What Is Gemini 3.1 Pro? (Direct Answer)
Gemini 3.1 Pro is Google's most advanced general-purpose AI model as of February 2026, built on the Gemini 3 Pro architecture and optimized for three core improvements:
- Better thinking: Upgraded chain-of-thought reasoning that scores 77.1% on ARC-AGI-2 — more than double Gemini 3 Pro's prior score
- Improved token efficiency: Reduced verbosity with higher-quality outputs per token
- More grounded, factually consistent responses: Specifically tuned for software engineering behavior, agentic multi-step task execution, and precise custom tool use
According to Google DeepMind's official model card, Gemini 3.1 Pro is “Google's most advanced model for complex tasks” as of its publication date and is natively multimodal, processing text, images, audio, video, and entire code repositories.
Official API Specifications (Google AI for Developers)
The following technical specifications are sourced directly from the official Gemini API documentation at ai.google.dev:
| Property | Details |
|---|---|
| Model code | gemini-3.1-pro-preview |
| Custom tools endpoint | gemini-3.1-pro-preview-customtools |
| Input modalities | Text, Image, Video, Audio, PDF |
| Output modality | Text |
| Input token limit | 1,048,576 (~1,500 A4 pages) |
| Output token limit | 65,536 tokens |
| Knowledge cutoff | January 2025 |
| Release date | February 2026 (Preview) |
| Batch API | Supported |
| Context caching | Supported |
| Code execution | Supported |
| Function calling | Supported |
| Search grounding | Supported |
| Structured outputs | Supported |
| Thinking / reasoning | Supported |
| URL context | Supported |
| Live API | Not supported |
| Image generation | Not supported |
| Audio generation | Not supported |
إن gemini-3.1-pro-preview-customtools Endpoint
For developers building agentic workflows with custom tools (such as view_file, search_code, or bash), Google provides a dedicated endpoint that prioritizes custom tool calls over general-purpose behavior.
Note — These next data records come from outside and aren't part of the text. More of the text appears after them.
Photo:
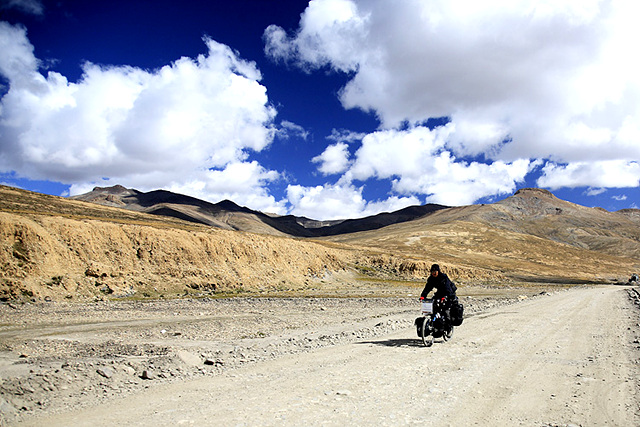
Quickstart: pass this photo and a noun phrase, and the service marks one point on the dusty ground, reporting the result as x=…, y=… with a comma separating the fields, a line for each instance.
x=558, y=358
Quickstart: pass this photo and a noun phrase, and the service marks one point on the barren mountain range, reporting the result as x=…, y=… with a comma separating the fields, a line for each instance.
x=118, y=242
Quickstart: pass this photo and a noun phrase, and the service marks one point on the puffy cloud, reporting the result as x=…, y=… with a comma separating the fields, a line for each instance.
x=287, y=129
x=518, y=79
x=418, y=162
x=606, y=173
x=33, y=7
x=334, y=159
x=340, y=201
x=190, y=124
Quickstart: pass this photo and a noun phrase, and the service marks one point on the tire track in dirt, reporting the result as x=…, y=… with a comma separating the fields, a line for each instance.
x=564, y=359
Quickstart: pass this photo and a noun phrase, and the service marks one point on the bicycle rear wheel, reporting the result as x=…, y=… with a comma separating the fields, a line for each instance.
x=427, y=338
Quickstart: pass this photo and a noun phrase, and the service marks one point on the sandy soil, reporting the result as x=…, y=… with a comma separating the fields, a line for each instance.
x=565, y=358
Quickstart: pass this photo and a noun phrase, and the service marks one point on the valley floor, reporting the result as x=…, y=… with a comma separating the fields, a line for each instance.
x=551, y=359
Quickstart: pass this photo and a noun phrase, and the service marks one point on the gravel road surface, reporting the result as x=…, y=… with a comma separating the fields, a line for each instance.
x=566, y=358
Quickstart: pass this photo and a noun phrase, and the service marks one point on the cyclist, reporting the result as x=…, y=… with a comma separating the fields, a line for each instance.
x=445, y=289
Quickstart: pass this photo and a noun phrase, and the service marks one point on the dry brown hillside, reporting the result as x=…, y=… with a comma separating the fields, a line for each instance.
x=56, y=248
x=531, y=236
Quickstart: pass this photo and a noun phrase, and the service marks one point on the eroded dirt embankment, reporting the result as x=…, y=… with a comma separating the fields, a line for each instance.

This endpoint is distinct from the standard gemini-3.1-pro-preview and is specifically optimized for:
- Multi-step agentic pipelines
- Bash and terminal tool use
- Code-centric reasoning workflows
Note: إن
customtoolsendpoint may show quality fluctuations in use cases that do not involve custom tool calling.
Gemini 3.1 Pro Benchmark Results
Gemini 3.1 Pro was evaluated on 16 industry-standard benchmarks. It achieved first place on 13 of 16, with results verified as of February 2026.
Head-to-Head Benchmark Comparison
| Benchmark | Gemini 3.1 Pro | Gemini 3 Pro | Claude Opus 4.6 | GPT-5.2 |
|---|---|---|---|---|
| ARC-AGI-2 (abstract reasoning) | 77.1% | ~31.1% | 68.8% | — |
| GPQA Diamond (expert science) | 94.3% | — | 91.3% | 92.4% |
| Humanity's Last Exam (no tools) | 44.4% | 37.5% | — | 34.5% |
| Humanity's Last Exam (with tools) | 51.4% | — | 53.1% | — |
| SWE-Bench Verified (agentic coding) | 80.6% | — | — | — |
| Terminal-Bench 2.0 | 68.5% | — | — | 77.3%* |
| APEX-Agents (long-horizon tasks) | 33.5% | 18.4% | 29.8% | 23.0% |
| SWE-Bench Pro (Public) | 54.2% | — | — | 56.8%* |
| GDPval-AA Elo (expert tasks) | 1317 | — | — | — |
*GPT-5.3-Codex scores reported on limited benchmarks only. Claude Sonnet 4.6 leads GDPval-AA Elo with 1633.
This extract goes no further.